The Psoriasis Association has started a new initiative which involves sufferers writing a postcard to the disease to tell it how it makes them feel. The cynical amongst you may scorn this as you did my opening paragraph, but I’m fascinated that those at the very top of the profession of understanding, curing and representing the disease all feel that there is something in it. So I’m not going to argue. They also feel that there is a massive stigma still attached to psoriasis, and that it is rarely talked about (eczema steals all our limelight – it’s the A-Lister of the skin disease world). There’s an event/initiative happening in October that I will try to be involved in, which is helping to raise awareness of this affliction that touches between 2-4% of the population. Dr Mazara tells me that there are still people who are too ashamed to admit that they have it. Because I’ve never been worried about my looks (what’s the point?) and dress like someone who fell asleep in a hedge in 1976 and only thawed out yesterday, I guess I’m lucky. I still feel ashamed sometimes, and very self-conscious if people stare or remark upon it loudly within my hearing but without acknowledging me (which happens more than you’d think). Generally though, I don’t mind people seeing it, I don’t mind talking about it, and have little difficulty expressing myself – but for others I know that it is a far more difficult and painful process. So who am I to begrudge them the opportunity to try? It’s a lot more than skin deep, this disease.
Here’s a link to the postcard business.
I’ll end this by quoting from Josh, who made a comment on one of my earlier blogs. I don’t know Josh, but his story is very telling and I thank him for sharing it.

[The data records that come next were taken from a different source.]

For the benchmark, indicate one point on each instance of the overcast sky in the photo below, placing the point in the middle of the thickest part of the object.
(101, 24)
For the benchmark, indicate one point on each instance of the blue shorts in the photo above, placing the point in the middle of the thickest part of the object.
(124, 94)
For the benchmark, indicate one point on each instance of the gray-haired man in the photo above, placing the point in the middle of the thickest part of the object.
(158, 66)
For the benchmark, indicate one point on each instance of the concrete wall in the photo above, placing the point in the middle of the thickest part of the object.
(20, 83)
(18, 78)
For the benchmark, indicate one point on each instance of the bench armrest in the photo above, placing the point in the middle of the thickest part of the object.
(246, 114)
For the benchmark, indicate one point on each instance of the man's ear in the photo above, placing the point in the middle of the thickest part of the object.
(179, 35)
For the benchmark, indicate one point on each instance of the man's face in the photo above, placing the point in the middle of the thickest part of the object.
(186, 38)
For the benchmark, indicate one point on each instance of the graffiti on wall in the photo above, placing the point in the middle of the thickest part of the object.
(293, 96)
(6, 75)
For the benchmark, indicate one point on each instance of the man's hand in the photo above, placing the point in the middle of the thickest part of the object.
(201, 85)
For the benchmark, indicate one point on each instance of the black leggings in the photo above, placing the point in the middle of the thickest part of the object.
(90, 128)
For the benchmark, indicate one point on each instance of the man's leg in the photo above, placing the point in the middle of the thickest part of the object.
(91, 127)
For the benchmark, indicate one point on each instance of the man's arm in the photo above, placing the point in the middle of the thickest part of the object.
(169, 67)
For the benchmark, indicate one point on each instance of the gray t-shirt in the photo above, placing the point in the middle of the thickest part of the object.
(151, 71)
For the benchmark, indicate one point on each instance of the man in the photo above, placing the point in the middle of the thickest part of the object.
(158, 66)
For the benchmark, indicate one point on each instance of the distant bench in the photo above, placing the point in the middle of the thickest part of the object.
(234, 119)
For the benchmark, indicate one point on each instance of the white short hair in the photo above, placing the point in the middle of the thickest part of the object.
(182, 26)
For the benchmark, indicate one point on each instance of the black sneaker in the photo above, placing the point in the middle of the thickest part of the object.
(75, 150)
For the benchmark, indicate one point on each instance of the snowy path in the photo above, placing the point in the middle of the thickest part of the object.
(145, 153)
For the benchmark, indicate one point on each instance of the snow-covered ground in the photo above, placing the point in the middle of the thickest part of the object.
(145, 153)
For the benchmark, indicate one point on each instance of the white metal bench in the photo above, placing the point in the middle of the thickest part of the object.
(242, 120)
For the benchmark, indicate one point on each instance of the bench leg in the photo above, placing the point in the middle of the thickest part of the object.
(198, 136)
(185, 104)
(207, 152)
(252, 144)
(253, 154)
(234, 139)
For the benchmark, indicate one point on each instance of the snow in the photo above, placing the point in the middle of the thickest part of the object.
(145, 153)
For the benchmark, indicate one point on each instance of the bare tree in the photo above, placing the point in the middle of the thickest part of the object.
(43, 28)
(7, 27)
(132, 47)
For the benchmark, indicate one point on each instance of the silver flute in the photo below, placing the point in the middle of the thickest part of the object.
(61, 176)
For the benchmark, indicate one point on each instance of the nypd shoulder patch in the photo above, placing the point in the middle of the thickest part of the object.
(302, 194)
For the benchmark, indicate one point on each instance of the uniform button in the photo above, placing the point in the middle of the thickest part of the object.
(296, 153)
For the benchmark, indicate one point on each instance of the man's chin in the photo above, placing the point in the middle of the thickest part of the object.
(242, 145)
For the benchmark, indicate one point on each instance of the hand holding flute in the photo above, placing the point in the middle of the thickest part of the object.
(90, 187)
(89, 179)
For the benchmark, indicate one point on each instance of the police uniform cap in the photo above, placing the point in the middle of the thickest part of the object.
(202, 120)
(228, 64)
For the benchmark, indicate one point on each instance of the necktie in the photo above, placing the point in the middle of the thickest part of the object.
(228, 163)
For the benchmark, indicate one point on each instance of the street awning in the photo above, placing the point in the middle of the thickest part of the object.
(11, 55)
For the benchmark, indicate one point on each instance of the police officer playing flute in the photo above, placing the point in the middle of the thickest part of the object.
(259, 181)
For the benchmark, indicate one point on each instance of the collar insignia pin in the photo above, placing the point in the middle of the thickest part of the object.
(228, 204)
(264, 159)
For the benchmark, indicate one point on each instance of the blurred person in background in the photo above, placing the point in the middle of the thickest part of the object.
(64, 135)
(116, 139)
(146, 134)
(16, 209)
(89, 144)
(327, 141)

While I only have two “spots” of psoriasis–one of which is a big, angry red, often bleeding, plague looking circle on my right upper arm–they really negatively affect my life. I live in NYC, where beauty is king, and have stopped going to the beach this summer as I don’t want to endure the stares and questions (“Dude, are you like dying? Is that AIDS?”). Although I am in top physical shape, I never take my shirt off anywhere which precludes me from playing basketball–once a passion of mine–anymore.